Friday, June 4, 2010


I attended services at a large congregation recently. In the section where I was seated, the collection plate was passed along by about 50 people before it reached me. When it did, the plate contained a lone one-dollar bill and some spare change.

This reflects very poorly on a congregation. As a visitor, it made me doubt whether I would want to be part of this church. I urge congregations of all faiths and all sizes to give away the Sunday offering to mission and outreach every Sunday. This is a powerful ministry. Do not let anyone claim your church can't afford it.


  1. The offering baskets at my UU church are often near-empty as well, but this is because the congregation has set up other ways for people to pay: pre-authorized withdrawals from bank accounts, monthly contributions, etc.

  2. Fair enough, but I suspect all the money goes into the operating budget. There is no substitute for cash in the plate. Plus, children should be present for the offering, as a generous congregation is a wonder to behold. In contrast, an empty offering basket is such a sad sight. So very sad.

  3. Mike writes: "There is no substitute for cash in the plate."

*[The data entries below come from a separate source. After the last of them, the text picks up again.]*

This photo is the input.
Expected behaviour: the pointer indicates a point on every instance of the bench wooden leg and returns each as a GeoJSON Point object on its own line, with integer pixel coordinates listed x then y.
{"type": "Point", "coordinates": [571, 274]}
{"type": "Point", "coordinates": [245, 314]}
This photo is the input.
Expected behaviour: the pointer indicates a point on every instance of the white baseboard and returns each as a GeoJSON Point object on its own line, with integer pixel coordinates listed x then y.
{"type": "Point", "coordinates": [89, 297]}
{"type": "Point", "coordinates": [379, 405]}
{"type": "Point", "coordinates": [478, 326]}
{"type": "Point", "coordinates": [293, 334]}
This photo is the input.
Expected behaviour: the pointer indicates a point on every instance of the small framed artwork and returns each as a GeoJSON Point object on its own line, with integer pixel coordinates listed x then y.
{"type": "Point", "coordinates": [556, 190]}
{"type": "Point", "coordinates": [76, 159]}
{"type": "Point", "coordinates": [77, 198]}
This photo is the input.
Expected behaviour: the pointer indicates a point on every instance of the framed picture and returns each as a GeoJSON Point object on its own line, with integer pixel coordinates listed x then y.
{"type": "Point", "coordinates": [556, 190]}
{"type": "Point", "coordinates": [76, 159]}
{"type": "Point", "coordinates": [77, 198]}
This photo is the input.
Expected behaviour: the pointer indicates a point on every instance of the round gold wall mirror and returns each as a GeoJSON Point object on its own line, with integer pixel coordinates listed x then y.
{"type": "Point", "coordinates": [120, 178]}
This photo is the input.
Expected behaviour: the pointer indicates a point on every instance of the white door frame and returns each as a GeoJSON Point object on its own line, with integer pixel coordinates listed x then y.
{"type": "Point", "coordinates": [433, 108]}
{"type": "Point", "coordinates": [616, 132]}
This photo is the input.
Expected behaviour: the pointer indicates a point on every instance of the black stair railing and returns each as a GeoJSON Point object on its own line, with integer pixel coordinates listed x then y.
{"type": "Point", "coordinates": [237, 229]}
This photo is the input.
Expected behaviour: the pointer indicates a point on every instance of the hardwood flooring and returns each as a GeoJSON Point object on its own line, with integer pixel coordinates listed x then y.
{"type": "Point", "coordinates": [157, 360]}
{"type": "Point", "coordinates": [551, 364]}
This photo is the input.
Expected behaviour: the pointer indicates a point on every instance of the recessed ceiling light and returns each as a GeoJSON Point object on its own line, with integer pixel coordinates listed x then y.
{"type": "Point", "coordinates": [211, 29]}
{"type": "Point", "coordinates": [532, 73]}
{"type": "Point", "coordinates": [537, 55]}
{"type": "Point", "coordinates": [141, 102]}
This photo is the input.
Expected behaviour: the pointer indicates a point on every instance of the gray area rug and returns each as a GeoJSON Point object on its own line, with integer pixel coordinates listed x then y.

    Hear, hear. Lindsay Bates, the talented long-time minister at the Unitarian Universalist Society of Geneva, Illinois, used to say something like this before the collection:

    "The financial support of this Society is the responsibility and the privilege of the men and women who call this our religious home. If you are a visitor at this service, you are our welcome guest, and you may ignore the collection baskets with a clear conscience. Our members and friends choose freely to support our church with our pledges and also with additional weekly contributions of a dollar or two (or five, or ten), a public witness and reminder of the importance of the free church in general and this religious community in particular in our own lives and in the world. And our offering for the work of this church will be received."

    In other words, anyone who wants to be a part of that church takes on the responsibility both to pledge and to put money in the collection plate. Not surprisingly, this congregation has a very positive attitude towards money. When they did a major maintenance project on their historic church some years ago, they raised the entire amount of money in a month, with a surplus towards future maintenance.